Barely out of college, Jack Kennedy joined the Navy. His exploits as a PT boat skipper in the South Pacific are celebrated—it was his own physical fitness that saved his life and that of others.

His interest in the sea never ended, and the President was a familiar sight at the helm of his centerboard sloop, the Victura, in the waters off Hyannisport. Just before his election to the presidency he confided wistfully to a SPORTS ILLUSTRATED correspondent: "I always wanted to sail in the Bermuda race." Our man observed that many a Bermuda race skipper would like nothing better than to have Mr. Kennedy as crew, but he added that this would probably become impossible if Mr. Kennedy became President. The familiar Kennedy smile broke out, and he said, "I guess that's right, but if I lose I can go."

A warm, happy approach to the gibes and banter of sport characterized all the Kennedys, and none more than the President. He laughed out loud at an essay entitled Rules for Visiting the Kennedys, written by a close friend. Be prepared to play touch football, the writer warned. "The only way I know of to get out of playing is not to come at all, or to come with a broken leg." Good-natured ragging, so much a part of sport, appealed to the President, even though he was, in his lofty position, the most frequent butt of the remarks. No one laughed louder than Jack Kennedy when, on the morning after his election, he took an ignominious pratfall in one of the Kennedys' incessant touch football games. "There he is, the next President," cracked brother Robert. "All guts and no brains." And when he gave up skiing just after taking office, Mr. Kennedy made one of those offhand remarks that bring laughter at the time and sad remembrance later. "My own profession," he said, "is hazardous enough."

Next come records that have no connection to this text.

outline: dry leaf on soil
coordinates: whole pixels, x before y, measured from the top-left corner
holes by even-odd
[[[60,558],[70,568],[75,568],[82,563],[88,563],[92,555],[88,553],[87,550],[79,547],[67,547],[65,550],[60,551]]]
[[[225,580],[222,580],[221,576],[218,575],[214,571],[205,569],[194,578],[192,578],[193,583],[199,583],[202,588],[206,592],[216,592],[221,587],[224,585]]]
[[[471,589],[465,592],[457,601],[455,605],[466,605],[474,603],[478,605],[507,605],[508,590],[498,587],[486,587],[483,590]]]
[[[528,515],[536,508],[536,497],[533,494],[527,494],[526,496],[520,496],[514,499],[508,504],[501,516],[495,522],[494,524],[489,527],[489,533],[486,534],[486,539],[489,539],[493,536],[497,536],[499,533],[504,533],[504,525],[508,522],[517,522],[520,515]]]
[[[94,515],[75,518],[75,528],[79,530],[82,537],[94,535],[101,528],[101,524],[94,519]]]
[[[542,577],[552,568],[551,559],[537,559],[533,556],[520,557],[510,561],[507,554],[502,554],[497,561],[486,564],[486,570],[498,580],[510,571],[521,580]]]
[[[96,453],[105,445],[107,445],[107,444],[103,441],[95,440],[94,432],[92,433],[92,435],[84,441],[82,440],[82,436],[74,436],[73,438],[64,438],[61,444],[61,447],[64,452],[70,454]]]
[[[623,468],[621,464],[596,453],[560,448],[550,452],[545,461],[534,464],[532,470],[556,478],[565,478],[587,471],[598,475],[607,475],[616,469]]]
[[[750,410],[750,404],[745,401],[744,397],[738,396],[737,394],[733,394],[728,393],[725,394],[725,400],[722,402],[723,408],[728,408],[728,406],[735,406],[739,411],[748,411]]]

Skiing was one of the few sports Jack Kennedy ever abandoned, and only because another injury to his back might have left him permanently and seriously disabled. But the range of his athletic participation was so broad that a SPORTS ILLUSTRATED photographer, assigned to follow the President for a few days on Cape Cod, wired to New York that the next such assignment should go not to a mere reporter but to "a summer camp phys ed instructor." The President, during those few days, had taken part in skin diving, golf, croquet, swimming, sailing, Softball, deep sea fishing, speedboating and a popular Kennedy family sport known as "towing in the water," in which lines were trailed from the family sloop and all aboard took turns being towed, sometimes losing their grip and flailing along behind while the rest of the Kennedys dissolved into taunting laughter.

Now he is gone. Sonny Liston cried. The English Football League went into mourning. Dozens of athletic events were canceled out of respect for the President, and dozens were played on the equally reasonable grounds that the President would have wanted it that way. On the morning after the assassination, Representative Carl Albert of Oklahoma put his finger on the reason for the state of shocked stupor all over the nation. "I think," he said, "we feel so sad because President Kennedy was like an extra member of every American family." Indeed he was, and SPORTS ILLUSTRATED is proud that he was very much a member of our family. Others will tell of his roles in international and domestic policies, of his victories and his disappointments. We prefer to remember him at the helm of Victura or studying the mysterious ways of a four-wood or rapping out a ground-rules double on the tiny softball field adjoining his home in Hyannisport. His bad back gave him a clear mandate to relax and take it easy, to spectate for the rest of his life. Instead he played in his pain and showed the Soft American the way of a man with guts.